LLM=True

Token usage, verbosity, and cost pain

  • Many commenters report that dev agents waste huge numbers of tokens on build/test logs, diffs, and over-eager “just to be sure” steps.
  • This hits both context limits (LLMs get confused or “goldfish” after compaction) and wallet limits, especially on multi‑agent workflows or long test suites.
  • Some think users mainly care about context cleanliness; others emphasize hard token caps on paid plans.

LLM=true vs alternative mechanisms

  • The proposed LLM=true env var is seen as a clean way for tools to emit concise, machine-oriented output.
  • Critics argue this is just a special case of verbosity control; a standardized quiet/verbose or “batch/concise” mode would be more general and human‑useful.
  • Several suggest better names like AGENT, DEV_MODE=agent, or CONCISE=1 to avoid tying it to today’s LLM branding.

Wrappers, subagents, and caching

  • Popular workaround: use sub‑agents or “runner” helpers on cheaper models that run commands, summarize logs, and only feed essentials back to the main model.
  • Others write wrapper scripts (for gradle, npm, long test suites) that:
    • Redirect full logs to files.
    • Emit only summaries, error lines, or stack traces.
    • Deduplicate repetitive messages.
    • Expose log paths for later inspection.
  • Tools like chronic and homegrown logging shims play a similar role: no output on success, full dump on failure.

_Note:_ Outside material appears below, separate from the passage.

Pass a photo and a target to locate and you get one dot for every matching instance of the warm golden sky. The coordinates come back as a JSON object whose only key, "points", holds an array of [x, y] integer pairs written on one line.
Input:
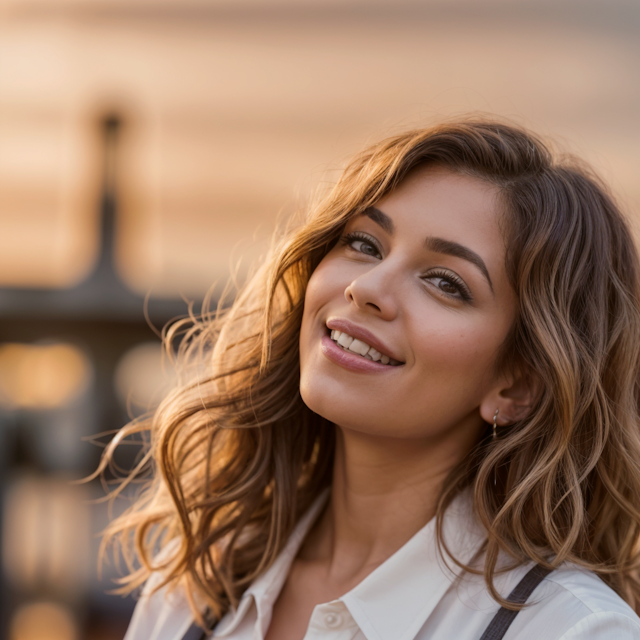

Overlap with human developer experience

  • Several note that what helps LLMs (less noise, structured logs, predictable flags) also helps humans.
  • Complaints extend to config proliferation and unreadable CLI conventions; suggestions include:
    • Minimal configurations with good comments.
    • Avoiding over‑tooled stacks when unnecessary.
    • Using AI to manage configs and logging setup.

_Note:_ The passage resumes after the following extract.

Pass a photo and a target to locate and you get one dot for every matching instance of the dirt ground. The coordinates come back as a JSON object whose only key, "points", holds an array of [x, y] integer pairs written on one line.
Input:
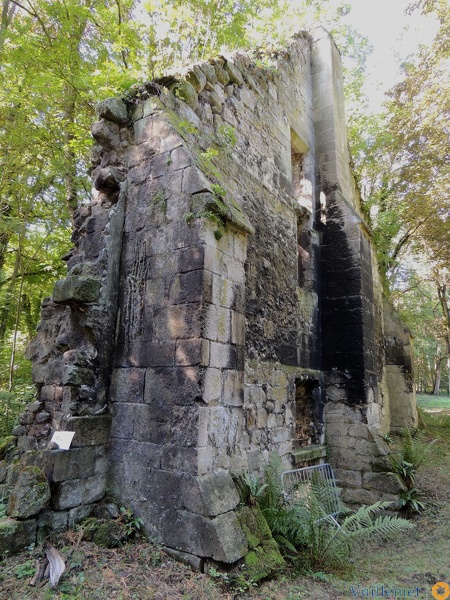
{"points": [[406, 566]]}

Skepticism, long-term view, and system effects

  • Some see the whole thing as overkill to automate trivial commands, arguing agents should be reserved for tasks that really benefit.
  • Others say modifying every CLI for LLM=true is unrealistic; agent frameworks should instead decide which outputs enter context and cache the rest.
  • A few doubt the environmental argument, invoking rebound effects: efficiency may just encourage more LLM usage.
  • There is debate over whether future models (different architectures, better context management) will make such tooling changes obsolete.